2020年の入試も受験生の「安全志向」が際立つ入試だった。
翌年に大学入学共通テスト控え安全志向高まる
背景にあるのは入試改革の迷走だ。来年からセンター試験が大学入学共通テストに変わり、「英語民間試験の成績利用」と「数学と国語の記述式問題」が加わることが決まっていた。今年浪人すると受験生は新たにこの2つの対策が必要となり負担が重い。そのため安全志向が高まり、確実に合格できる大学を目指す傾向が強まった。
2019年11~12月になって改革の目玉だった英語民間試験と記述式問題の見送りが発表されたが、遅すぎた。11月はすでに志望校を決め、過去問に取り組む時期だったからだ。安全志向・現役志向の流れは変わらず、チャレンジ校より滑り止め校を多く受けたと思われる。

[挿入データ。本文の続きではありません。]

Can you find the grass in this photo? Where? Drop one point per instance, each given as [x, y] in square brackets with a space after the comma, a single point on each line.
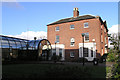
[52, 71]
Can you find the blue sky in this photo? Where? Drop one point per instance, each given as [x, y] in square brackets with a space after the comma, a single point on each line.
[34, 16]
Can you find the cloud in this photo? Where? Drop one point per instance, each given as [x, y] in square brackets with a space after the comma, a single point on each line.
[31, 34]
[11, 4]
[114, 29]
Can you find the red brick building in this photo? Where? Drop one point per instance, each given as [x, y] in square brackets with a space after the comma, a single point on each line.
[67, 34]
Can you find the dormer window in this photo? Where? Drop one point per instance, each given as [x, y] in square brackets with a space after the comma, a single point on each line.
[86, 25]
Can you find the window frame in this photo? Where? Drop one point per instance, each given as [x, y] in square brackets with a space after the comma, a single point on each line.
[57, 28]
[72, 42]
[72, 52]
[85, 37]
[57, 40]
[72, 27]
[87, 25]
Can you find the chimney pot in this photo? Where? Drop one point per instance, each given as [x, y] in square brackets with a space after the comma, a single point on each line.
[75, 12]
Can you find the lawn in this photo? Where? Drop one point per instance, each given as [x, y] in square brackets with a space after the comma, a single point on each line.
[52, 71]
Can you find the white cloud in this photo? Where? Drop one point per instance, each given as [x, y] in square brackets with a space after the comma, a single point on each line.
[31, 34]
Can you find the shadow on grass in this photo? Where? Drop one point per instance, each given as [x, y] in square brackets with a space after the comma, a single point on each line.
[53, 71]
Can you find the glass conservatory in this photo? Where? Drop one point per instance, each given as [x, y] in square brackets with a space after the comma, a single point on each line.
[16, 48]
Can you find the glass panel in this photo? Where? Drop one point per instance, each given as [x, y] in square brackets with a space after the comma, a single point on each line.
[86, 25]
[91, 51]
[60, 52]
[4, 44]
[86, 36]
[54, 51]
[72, 54]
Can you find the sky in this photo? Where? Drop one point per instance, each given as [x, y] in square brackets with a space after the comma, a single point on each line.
[23, 19]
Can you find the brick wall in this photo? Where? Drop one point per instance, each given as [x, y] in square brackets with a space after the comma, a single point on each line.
[66, 34]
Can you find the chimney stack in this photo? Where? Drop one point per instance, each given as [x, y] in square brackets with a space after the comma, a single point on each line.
[75, 12]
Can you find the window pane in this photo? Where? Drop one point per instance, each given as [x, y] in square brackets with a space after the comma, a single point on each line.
[71, 26]
[72, 41]
[85, 50]
[86, 36]
[60, 52]
[57, 38]
[91, 51]
[72, 54]
[57, 28]
[86, 25]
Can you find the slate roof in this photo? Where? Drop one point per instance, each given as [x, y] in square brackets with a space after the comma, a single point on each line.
[73, 19]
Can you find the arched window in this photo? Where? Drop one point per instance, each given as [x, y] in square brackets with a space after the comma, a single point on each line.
[72, 41]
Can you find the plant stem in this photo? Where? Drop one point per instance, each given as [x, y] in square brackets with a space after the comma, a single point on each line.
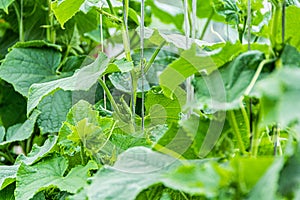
[82, 154]
[20, 19]
[207, 24]
[152, 59]
[245, 118]
[255, 77]
[110, 16]
[236, 131]
[276, 45]
[50, 30]
[111, 8]
[7, 157]
[109, 95]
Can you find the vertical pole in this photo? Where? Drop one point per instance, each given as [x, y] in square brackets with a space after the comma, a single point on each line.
[142, 60]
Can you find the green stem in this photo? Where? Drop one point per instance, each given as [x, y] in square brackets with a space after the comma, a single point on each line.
[109, 95]
[110, 16]
[245, 118]
[7, 157]
[82, 154]
[154, 55]
[236, 131]
[64, 59]
[20, 19]
[111, 8]
[276, 45]
[242, 31]
[207, 24]
[255, 77]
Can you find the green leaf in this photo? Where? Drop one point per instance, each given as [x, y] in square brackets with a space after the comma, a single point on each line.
[168, 13]
[190, 63]
[290, 176]
[161, 109]
[21, 67]
[136, 169]
[122, 83]
[20, 132]
[291, 27]
[279, 97]
[194, 179]
[176, 142]
[8, 193]
[12, 106]
[65, 10]
[54, 108]
[158, 37]
[2, 133]
[248, 171]
[229, 9]
[88, 134]
[224, 88]
[4, 5]
[38, 152]
[83, 126]
[7, 175]
[121, 65]
[83, 79]
[267, 186]
[50, 172]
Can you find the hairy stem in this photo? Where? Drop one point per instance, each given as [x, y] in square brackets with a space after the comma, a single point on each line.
[236, 131]
[109, 95]
[207, 24]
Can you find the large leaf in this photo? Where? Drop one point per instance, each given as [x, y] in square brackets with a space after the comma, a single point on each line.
[83, 126]
[8, 193]
[83, 79]
[289, 181]
[178, 40]
[38, 152]
[161, 109]
[21, 67]
[12, 106]
[138, 168]
[54, 108]
[224, 88]
[50, 172]
[8, 173]
[21, 132]
[4, 4]
[2, 133]
[190, 63]
[279, 97]
[291, 34]
[65, 10]
[267, 186]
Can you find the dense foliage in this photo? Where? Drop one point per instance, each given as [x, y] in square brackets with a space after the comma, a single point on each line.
[87, 111]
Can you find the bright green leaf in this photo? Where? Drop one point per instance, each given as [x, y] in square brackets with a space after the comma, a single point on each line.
[7, 175]
[50, 172]
[2, 133]
[21, 67]
[194, 179]
[20, 132]
[54, 108]
[83, 79]
[267, 186]
[190, 63]
[4, 4]
[65, 10]
[38, 152]
[224, 88]
[161, 109]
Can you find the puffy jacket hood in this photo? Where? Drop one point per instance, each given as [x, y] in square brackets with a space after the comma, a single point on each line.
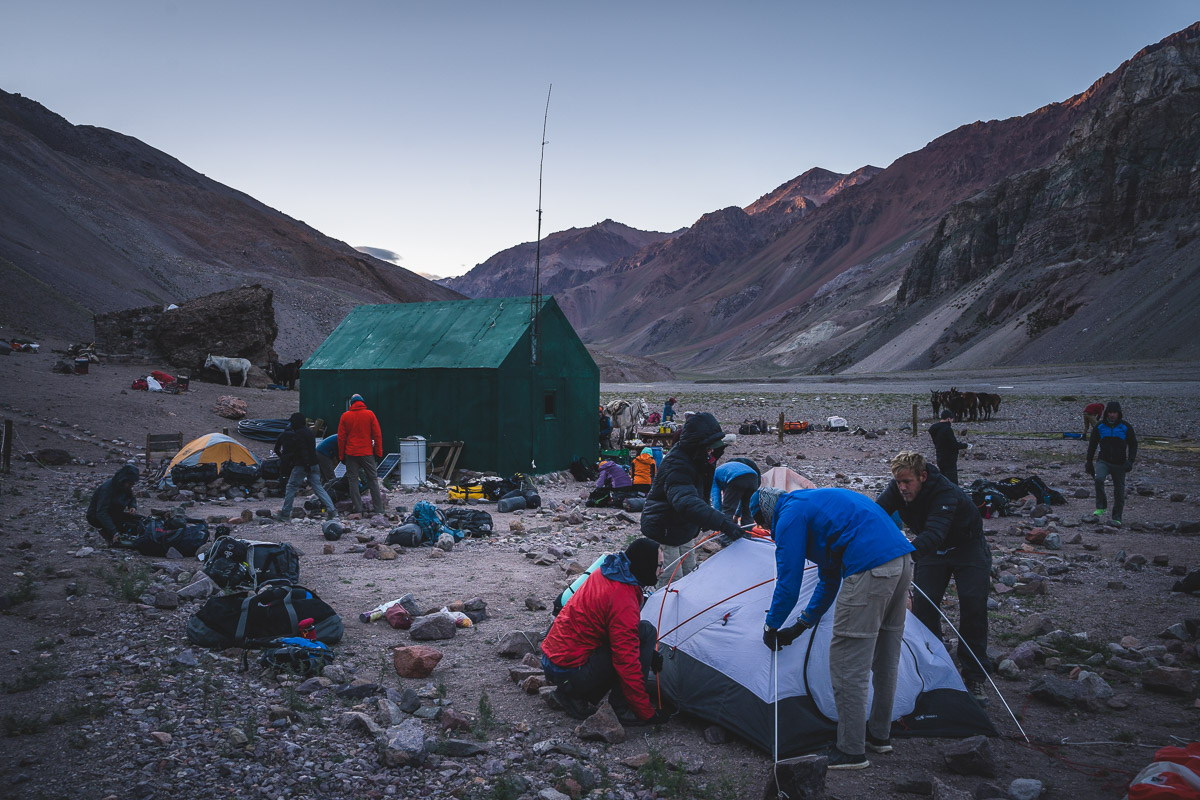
[700, 433]
[617, 567]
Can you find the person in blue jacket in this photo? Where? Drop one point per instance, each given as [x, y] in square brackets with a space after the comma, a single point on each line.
[864, 561]
[733, 486]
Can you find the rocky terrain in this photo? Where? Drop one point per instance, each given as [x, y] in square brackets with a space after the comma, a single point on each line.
[106, 698]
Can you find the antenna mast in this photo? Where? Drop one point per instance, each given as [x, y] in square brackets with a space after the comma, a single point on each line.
[535, 300]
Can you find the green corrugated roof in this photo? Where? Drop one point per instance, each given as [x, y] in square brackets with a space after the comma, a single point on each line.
[454, 334]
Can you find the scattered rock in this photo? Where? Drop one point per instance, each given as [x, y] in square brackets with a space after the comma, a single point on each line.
[971, 756]
[601, 726]
[415, 661]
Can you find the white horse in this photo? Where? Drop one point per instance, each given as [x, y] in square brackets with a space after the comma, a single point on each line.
[228, 365]
[627, 416]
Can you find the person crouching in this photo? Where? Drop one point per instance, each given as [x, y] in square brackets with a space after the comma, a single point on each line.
[599, 644]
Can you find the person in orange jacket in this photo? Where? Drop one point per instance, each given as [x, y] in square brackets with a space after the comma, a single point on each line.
[360, 446]
[645, 469]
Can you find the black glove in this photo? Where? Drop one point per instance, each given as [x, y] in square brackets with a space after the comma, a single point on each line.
[790, 633]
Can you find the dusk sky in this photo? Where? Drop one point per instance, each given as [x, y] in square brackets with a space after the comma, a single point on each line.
[415, 127]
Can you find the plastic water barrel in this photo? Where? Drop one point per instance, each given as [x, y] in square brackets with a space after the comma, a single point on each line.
[412, 461]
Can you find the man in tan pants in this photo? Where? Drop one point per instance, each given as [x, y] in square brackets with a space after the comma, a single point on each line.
[858, 549]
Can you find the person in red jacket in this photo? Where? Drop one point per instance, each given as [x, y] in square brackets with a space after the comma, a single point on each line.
[599, 644]
[360, 446]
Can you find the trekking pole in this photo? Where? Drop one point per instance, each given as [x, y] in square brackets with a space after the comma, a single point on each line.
[982, 668]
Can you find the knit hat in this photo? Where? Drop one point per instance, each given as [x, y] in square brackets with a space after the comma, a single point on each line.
[643, 560]
[768, 498]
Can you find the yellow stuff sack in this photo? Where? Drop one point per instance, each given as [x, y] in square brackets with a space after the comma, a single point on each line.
[463, 493]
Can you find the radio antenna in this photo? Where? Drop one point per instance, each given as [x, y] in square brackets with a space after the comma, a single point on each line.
[535, 300]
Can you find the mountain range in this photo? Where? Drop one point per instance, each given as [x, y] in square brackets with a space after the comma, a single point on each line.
[1069, 234]
[1063, 235]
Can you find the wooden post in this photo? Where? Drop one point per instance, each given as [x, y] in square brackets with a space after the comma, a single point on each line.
[6, 447]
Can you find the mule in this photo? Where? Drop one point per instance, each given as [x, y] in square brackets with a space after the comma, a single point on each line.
[227, 365]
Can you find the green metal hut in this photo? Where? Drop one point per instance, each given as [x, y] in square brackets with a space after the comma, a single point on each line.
[461, 371]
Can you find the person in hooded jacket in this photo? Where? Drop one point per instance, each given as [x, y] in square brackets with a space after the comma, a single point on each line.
[297, 449]
[676, 509]
[735, 483]
[599, 644]
[864, 561]
[949, 543]
[1117, 447]
[113, 507]
[947, 446]
[360, 446]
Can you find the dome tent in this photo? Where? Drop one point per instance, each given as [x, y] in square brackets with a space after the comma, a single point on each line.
[210, 449]
[717, 667]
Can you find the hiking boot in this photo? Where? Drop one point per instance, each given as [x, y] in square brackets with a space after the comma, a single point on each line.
[877, 745]
[978, 689]
[575, 708]
[840, 761]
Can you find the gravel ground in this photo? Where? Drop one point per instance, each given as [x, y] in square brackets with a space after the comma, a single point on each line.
[105, 697]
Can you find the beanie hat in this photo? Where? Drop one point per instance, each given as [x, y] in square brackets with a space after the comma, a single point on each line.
[643, 560]
[768, 498]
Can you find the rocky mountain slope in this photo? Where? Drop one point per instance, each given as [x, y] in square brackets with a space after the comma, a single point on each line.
[972, 251]
[577, 251]
[95, 221]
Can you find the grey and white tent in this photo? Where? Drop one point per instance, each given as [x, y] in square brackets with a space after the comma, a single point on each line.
[717, 667]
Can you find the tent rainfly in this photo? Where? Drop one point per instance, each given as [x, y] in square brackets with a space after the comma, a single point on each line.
[718, 668]
[211, 449]
[460, 371]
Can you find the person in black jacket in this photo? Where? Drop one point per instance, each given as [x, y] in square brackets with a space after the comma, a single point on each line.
[949, 543]
[1119, 446]
[677, 506]
[947, 446]
[113, 507]
[297, 449]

難関国公立大学の大幅な志願者減はこの傾向を端的に表している。
最後となった大学入試センター試験の志願者は55万7699人で前年に比べ3.3%減。これはセンター試験史上最大の減少だった。そのうえ、今年は5教科7科目の平均点が文系理系ともに昨年に比べて20点前後のダウンとなった。これを受けて国公立大志願者は全体で6.4%減。難関国立大の旧7帝大(北海道大学、東北大学、東京大学、名古屋大学、京都大学、大阪大学、九州大学)に加え、東京工業大学、一橋大学はすべて志願者減だった。この9大学の志願者がそろって減るのは、過去40年間に一度もなかった。